Cape flamboyante, lunettes bling-bling, cheveux peroxydés… derrière le Steinway de concert, le look iconoclaste de Sofiane Pamart détonne. Mais dès qu’il pose ses doigts sur le clavier, il met tout le monde d’accord. A commencer par les rappeurs, dont il est la coqueluche : Vald, Kery James, Medine, Grand Corps Malade, Scylla (avec qui il a réalisé deux albums)…
Il faut dire que le “Piano King” n’a pas son pareil pour habiller leurs flows de mélodies néoclassiques. Même la diva soul Kimberose et le chanteur belge Arno adoubent cet artiste qui compose depuis l’âge de 8 ans. Surdoué, Sofiane Pamart ? Assurément. Ambitieux ? Cela ne fait aucun doute. Quand on veut devenir «le pianiste numéro un dans le monde», il faut au moins ça. L’intéressé précise avec une désarmante simplicité : «J’entends par là “le plus populaire”.» Transmettre au plus grand nombre les émotions du piano sans jamais faire aucune concession sur la profondeur et la virtuosité, telle est sa quête. Une stratégie payante puisqu’en 2020 Sofiane Pamart a intégré le top 10 des artistes de musique classique les plus streamés au monde.
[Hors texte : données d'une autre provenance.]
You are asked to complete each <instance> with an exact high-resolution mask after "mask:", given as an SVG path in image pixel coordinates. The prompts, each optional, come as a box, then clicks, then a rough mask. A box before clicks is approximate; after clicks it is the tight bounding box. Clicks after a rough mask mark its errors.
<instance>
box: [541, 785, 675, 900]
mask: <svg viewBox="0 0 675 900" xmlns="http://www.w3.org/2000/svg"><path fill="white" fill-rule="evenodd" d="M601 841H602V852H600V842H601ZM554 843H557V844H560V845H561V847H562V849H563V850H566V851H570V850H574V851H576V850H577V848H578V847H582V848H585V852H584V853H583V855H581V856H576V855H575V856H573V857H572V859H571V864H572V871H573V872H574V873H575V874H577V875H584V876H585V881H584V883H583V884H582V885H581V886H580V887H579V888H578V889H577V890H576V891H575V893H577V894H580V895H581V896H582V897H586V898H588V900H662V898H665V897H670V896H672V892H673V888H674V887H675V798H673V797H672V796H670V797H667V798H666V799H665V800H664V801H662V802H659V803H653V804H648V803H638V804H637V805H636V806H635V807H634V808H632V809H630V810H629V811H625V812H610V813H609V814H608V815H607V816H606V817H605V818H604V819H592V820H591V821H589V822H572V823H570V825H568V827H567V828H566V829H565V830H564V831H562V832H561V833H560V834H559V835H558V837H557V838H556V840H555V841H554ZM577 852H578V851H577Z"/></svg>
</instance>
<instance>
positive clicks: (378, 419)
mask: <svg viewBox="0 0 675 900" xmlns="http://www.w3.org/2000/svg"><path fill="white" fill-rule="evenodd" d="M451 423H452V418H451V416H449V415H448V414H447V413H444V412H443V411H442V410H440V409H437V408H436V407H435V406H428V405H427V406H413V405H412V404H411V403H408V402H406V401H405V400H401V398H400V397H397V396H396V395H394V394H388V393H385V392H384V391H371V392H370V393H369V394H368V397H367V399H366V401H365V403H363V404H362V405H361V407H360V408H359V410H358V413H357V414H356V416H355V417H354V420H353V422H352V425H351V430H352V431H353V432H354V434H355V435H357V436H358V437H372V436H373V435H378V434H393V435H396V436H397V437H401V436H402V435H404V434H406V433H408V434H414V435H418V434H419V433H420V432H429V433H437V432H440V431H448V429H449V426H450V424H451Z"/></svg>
N’étant pas issu d’un milieu musical, ce petit-fils de mineur marocain qui a grandi dans la banlieue de Lille a dû redoubler de persévérance. Par chance, ses parents sont mélomanes. Le père est féru de chansons à textes (Brel, Ferré, Barbara), la mère, professeure de lettres, ne jure que par la musique classique, et l’oncle “cool” de la famille lui refile le virus du rap. Nourri au mélange des genres, Sofiane se forge une playlist à l’image de ce métissage – appréciant aussi bien le flamenco que les BO de films, l’univers des mangas ou celui du réalisateur Miyazaki. «La valeur d’une musique, c’est sa capacité à toucher le cœur», martèle-t-il. Son premier contact avec un piano, un joujou à 12 touches, remonte à l’âge de 4 ans. Coup de foudre immédiat. Stupéfaite de l’entendre reproduire la musique du Parrain ou les sons de Dragon Ball Z et des Chevaliers du Zodiaque, sa mère comprend qu’il a l’oreille absolue et l’inscrit illico au conservatoire de Lille. Médaillé d’or à 23 ans, Sofiane y a passé une quinzaine d’années, fier d’être le premier de la famille à maîtriser la lecture et l’écriture des partitions. «Tout comme ma mère fut la première à apprivoiser la langue française entre deux parents qui ne savaient ni lire ni écrire.» Morceau après morceau, lui qui ne jurait que par 113, Rim’K, les Princes de la Ville ou NTM, découvre alors les grands compositeurs classiques, parmi lesquels Chopin et Ravel, ses idoles.
En 2019, ce nomade dans l’âme exprime sa passion pour les voyages dans un premier album solo, Planet, dont les mélodies contemplatives remportent un succès colossal. «J’aime saisir l’énergie, l’émotion d’un moment précis, d’un regard, d’un partage. Les paysages et l’humain ne cessent de m’inspirer.» Le public aussi, auquel Sofiane rend un hommage appuyé dans son tout dernier album, Letter, sorti le 11 février dernier et composé dans six pays d’Asie. «Son amour et son soutien me touchent. Il m’a sorti de ma solitude, celle de l’artiste face à son instrument, et me permet de jouer dans les salles mythiques du monde entier.» A l’instar de Pleyel, dont les places se sont arrachées en trois jours pour ses concerts des 10 et 18 mars prochain. Mais, surtout, l’Accor Arena (20 000 places) de Paris-Bercy, où il sera le tout premier pianiste soliste à se produire, le 17 novembre 2022. Une pression que Sofiane gère aussi rigoureusement qu’un sportif de haut niveau, à l’aube d’atteindre deux de ses plus inaccessibles étoiles. «Comme quoi, celui qui n’abandonne pas finit forcément par gagner un jour (Rires) !» Surdoué, ambitieux, et philosophe.